Но, пожалуйста, не кисни!
Счастье всем отведено…
И внезапно повествование начнется от первого лица. Ты, читатель мой, вероятно удивишься, а, быть может, воскликнешь, что сразу догадался, что Касио Легран — это особа, которая неустанно изливала душу в этой книжонке, где что-то к тому же еще и выдумала. А уж хороша ли получилась эта история, каждый решит сам для себя. Однако сейчас не имеет значения сей момент, ведь я приглашаю тебя посмотреть какого это жить в моей реальности, где обстоятельства выглядит несколько иначе. Точнее будет сказать, что почти все в исключительной моей жизни оказывается таковым, как ты уже знаешь, не считая небольшой, но чрезмерно досадной детали.
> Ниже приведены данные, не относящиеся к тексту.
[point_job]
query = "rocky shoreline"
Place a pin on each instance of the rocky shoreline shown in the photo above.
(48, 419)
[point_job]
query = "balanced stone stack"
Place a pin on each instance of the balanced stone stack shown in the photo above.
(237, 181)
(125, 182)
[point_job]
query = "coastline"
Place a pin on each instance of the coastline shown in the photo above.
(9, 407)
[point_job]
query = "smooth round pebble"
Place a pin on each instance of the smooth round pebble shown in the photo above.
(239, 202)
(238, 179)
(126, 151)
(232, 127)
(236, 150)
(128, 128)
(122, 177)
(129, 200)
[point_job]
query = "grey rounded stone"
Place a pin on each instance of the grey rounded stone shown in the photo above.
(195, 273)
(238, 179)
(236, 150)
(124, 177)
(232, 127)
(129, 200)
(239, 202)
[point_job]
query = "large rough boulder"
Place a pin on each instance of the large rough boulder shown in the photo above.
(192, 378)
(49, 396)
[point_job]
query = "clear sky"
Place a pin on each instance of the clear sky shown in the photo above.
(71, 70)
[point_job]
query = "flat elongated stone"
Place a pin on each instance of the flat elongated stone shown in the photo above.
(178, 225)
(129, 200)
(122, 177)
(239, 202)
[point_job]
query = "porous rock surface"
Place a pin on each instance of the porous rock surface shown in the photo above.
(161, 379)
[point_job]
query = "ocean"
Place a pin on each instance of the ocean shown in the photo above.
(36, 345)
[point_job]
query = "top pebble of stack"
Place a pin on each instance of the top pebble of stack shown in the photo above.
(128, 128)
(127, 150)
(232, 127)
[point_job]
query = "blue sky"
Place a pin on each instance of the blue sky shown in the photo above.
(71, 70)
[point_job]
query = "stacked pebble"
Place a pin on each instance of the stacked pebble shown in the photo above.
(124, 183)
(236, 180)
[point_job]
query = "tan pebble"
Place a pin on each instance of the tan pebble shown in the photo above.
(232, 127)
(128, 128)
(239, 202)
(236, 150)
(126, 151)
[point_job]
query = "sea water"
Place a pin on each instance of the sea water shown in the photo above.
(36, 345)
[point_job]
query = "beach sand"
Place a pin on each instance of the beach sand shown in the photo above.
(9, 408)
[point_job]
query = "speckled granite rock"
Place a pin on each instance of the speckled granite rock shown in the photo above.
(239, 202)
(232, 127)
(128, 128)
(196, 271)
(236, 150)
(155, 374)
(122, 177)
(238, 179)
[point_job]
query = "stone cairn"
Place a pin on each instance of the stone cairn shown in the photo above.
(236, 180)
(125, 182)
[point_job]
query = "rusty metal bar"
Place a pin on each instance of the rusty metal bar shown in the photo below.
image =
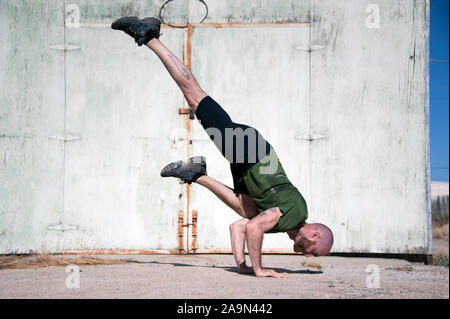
(180, 232)
(206, 25)
(194, 231)
(229, 251)
(121, 252)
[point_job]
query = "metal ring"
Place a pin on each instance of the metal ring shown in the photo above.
(183, 26)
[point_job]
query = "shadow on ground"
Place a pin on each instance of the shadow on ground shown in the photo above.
(234, 269)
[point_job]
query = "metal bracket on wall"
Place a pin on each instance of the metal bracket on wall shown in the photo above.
(194, 231)
(186, 111)
(309, 48)
(310, 137)
(64, 47)
(64, 137)
(62, 227)
(180, 232)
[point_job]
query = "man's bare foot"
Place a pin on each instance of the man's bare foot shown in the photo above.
(243, 269)
(269, 273)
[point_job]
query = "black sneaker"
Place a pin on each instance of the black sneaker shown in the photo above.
(142, 30)
(188, 171)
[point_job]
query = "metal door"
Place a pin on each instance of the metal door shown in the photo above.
(122, 109)
(31, 125)
(259, 73)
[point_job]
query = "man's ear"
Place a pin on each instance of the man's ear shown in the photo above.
(316, 235)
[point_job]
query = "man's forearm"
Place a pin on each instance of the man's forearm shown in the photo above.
(254, 237)
(238, 244)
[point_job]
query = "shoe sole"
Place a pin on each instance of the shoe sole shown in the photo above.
(175, 165)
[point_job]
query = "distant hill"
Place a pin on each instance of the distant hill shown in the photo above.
(439, 189)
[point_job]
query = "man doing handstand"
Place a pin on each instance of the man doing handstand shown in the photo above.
(263, 195)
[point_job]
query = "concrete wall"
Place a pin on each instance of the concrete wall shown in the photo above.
(84, 131)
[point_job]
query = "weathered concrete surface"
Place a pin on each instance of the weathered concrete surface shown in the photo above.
(214, 276)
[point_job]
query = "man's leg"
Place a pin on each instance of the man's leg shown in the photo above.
(241, 204)
(180, 73)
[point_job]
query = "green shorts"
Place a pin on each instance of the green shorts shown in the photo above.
(269, 187)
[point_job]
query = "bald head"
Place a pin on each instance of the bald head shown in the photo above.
(314, 240)
(325, 242)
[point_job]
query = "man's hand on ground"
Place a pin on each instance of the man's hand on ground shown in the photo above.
(269, 273)
(243, 269)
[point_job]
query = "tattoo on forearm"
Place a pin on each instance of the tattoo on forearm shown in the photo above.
(182, 68)
(273, 210)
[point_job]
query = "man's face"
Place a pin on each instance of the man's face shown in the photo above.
(305, 245)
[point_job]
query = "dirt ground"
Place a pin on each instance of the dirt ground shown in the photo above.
(214, 276)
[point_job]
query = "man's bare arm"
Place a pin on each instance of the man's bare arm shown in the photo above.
(237, 232)
(254, 232)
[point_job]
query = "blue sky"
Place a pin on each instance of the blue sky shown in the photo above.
(439, 115)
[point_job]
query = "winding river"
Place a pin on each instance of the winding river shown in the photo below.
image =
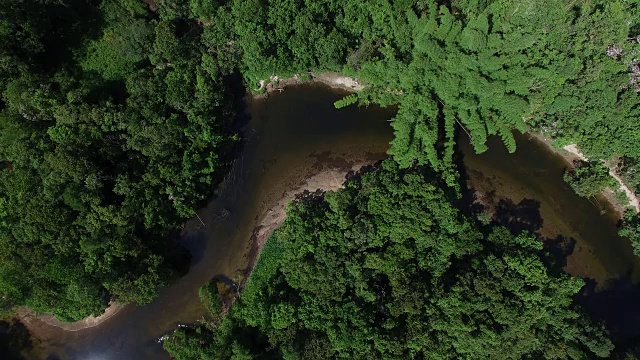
(298, 134)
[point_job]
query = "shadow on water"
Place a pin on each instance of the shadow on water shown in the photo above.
(523, 216)
(14, 339)
(297, 134)
(617, 306)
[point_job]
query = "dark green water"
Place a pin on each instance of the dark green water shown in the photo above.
(290, 137)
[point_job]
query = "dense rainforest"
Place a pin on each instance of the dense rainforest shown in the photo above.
(387, 268)
(116, 119)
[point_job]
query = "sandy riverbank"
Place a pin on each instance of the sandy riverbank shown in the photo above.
(34, 321)
(330, 179)
(275, 84)
(572, 153)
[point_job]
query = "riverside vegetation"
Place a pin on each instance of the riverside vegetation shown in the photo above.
(117, 118)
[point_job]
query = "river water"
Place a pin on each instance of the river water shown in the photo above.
(296, 134)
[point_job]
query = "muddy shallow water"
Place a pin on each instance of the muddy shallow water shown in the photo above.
(293, 136)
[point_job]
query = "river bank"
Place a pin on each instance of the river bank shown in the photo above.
(336, 81)
(296, 140)
(571, 153)
(330, 179)
(32, 320)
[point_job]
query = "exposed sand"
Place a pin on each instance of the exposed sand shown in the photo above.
(572, 153)
(334, 80)
(32, 320)
(328, 180)
(631, 196)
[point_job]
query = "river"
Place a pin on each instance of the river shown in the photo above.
(297, 134)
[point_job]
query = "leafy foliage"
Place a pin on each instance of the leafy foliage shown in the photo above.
(104, 153)
(388, 268)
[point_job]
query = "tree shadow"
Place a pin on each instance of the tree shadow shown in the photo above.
(15, 340)
(523, 216)
(616, 306)
(556, 251)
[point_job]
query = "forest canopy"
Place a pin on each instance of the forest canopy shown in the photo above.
(116, 116)
(387, 268)
(112, 128)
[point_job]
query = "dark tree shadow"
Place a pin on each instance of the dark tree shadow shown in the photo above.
(524, 216)
(617, 306)
(556, 251)
(14, 340)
С момента, когда в «Архитектурном» я зашла в кабинет начальства после увиденного желтого стикера на мониторе, началась пора блистать моим неугомонным фантазиям. Почти все, что связано с Жюлем в этом повествовании было лишь выдумкой, так страстно желанной моей истерзанной действительностью душой. И прошу просить меня за подобное! Мне тоже до глубины души жаль, что не было этих сладких чувственных поцелуев, что не было этой красиво зарождающейся любви. Я просто хотела бы, чтобы наши отношения изначально сложились как в уже рассказанной мной сказке.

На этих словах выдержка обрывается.